Le riche répertoire du melhoun encore inexploré constitue un trésor inestimable et sa conservation ne doit pas consister à le placer dans un musée et à l'exposer comme s'il représentait tout ce qui nous reste du passé. On peut se demander combien de poèmes de melhoun ont été chantés jusqu'à présent et combien de «qsidas» ont été seulement récitées.

Cheikh Moulay Driss Alaoui, connu dans le Tafilalet comme étant l'un des grands poètes du melhoun qui compte à son actif environ 200 qsidas, a révélé que déjà en 1970 on recensait grossièrement quelque 5000 qsidas, ce qui veut dire que le répertoire chanté constitue une infime partie de ce riche trésor et que s'il n'est pas revalorisé pourrait être menacé de distinction.

«L'art du melhoun a traité de tous les sujets qu'on peut imaginer, c'est toute une histoire sociale d'un peuple épris de beauté, il est sa mémoire, son miroir et son reflet», a-t-il soutenu.

«La conservation du Melhoun est un devoir qui incombe à tout un chacun épris de créativité, de vérité et de beauté. Nous sommes tous concernés», a-t-il insisté. La tendance vers le spectacle ne peut cependant servir le melhoun car le passage au divertissement auquel sont condamnés les arts traditionnels ne peut être rassurant.

L'organisation de festivals célébrant cet art, à l'image de celui de Sijilmassa, est certes une initiative louable à plus d'un titre mais la valorisation de ce trésor ne peut être réduite à cette unique optique.
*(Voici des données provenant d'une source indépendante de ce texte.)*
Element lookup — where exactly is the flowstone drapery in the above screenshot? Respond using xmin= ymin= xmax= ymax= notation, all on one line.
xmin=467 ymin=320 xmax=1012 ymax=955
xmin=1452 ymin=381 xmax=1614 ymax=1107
Des recherches approfondies et des études soutenues sur le melhoun sont requises pour y trouver et y redécouvrir une tradition nouvelle, dont la genèse remonte loin dans le temps, confluence des nombreux événements qu'a vécu le Maroc, pays dont le peuple s'est abreuvé à la source de civilisations millénaires.
Le festival Sijilmassa du Melhoun, initié par le ministère de la culture en partenariat avec la province d'Errachidia, est prévu cette année du 11 au 13 novembre à Errachidia, Erfoud et Rissani.

Le programme de cette année présentera au public une sélection des meilleures troupes de Meknès, Erfoud, Fès, Salé, Azemmour, Errachidia, Taroudant et Casablanca. Un hommage sera également rendu à l'artiste Abderrahmane Selsouli.
Le programme prévoit aussi une conférence sur le Melhoun et le théâtre, animée par MM. Abdelmajid Fennich, Abderrahmane Kroumbi et Salem Abdessadeq.

Le centre premier du malhoun est, de l'avis des spécialistes, la région du Tafilalet. De là sont issus les ténors, les grands poètes qui, en émigrant vers les grandes villes du Maroc, permirent au malhoun de rayonner et de se développer avec le soutien d'un corps d'artisans et de métiers d'art mais aussi avec le contact des arts citadins.

La rencontre du malhoun avec le «zajal» andalou, le «mouwashah»et la poésie classique le fit progresser peu à peu : il développa de nouveaux thèmes, de nouveaux mètres et rythmes et une versification savante et riche. La langue du malhoun investissait le champ de l'ornementation et du vocabulaire recherché.
Cette tendance fut accentuée par l'intérêt porté au genre par des lettrés et des érudits citadins.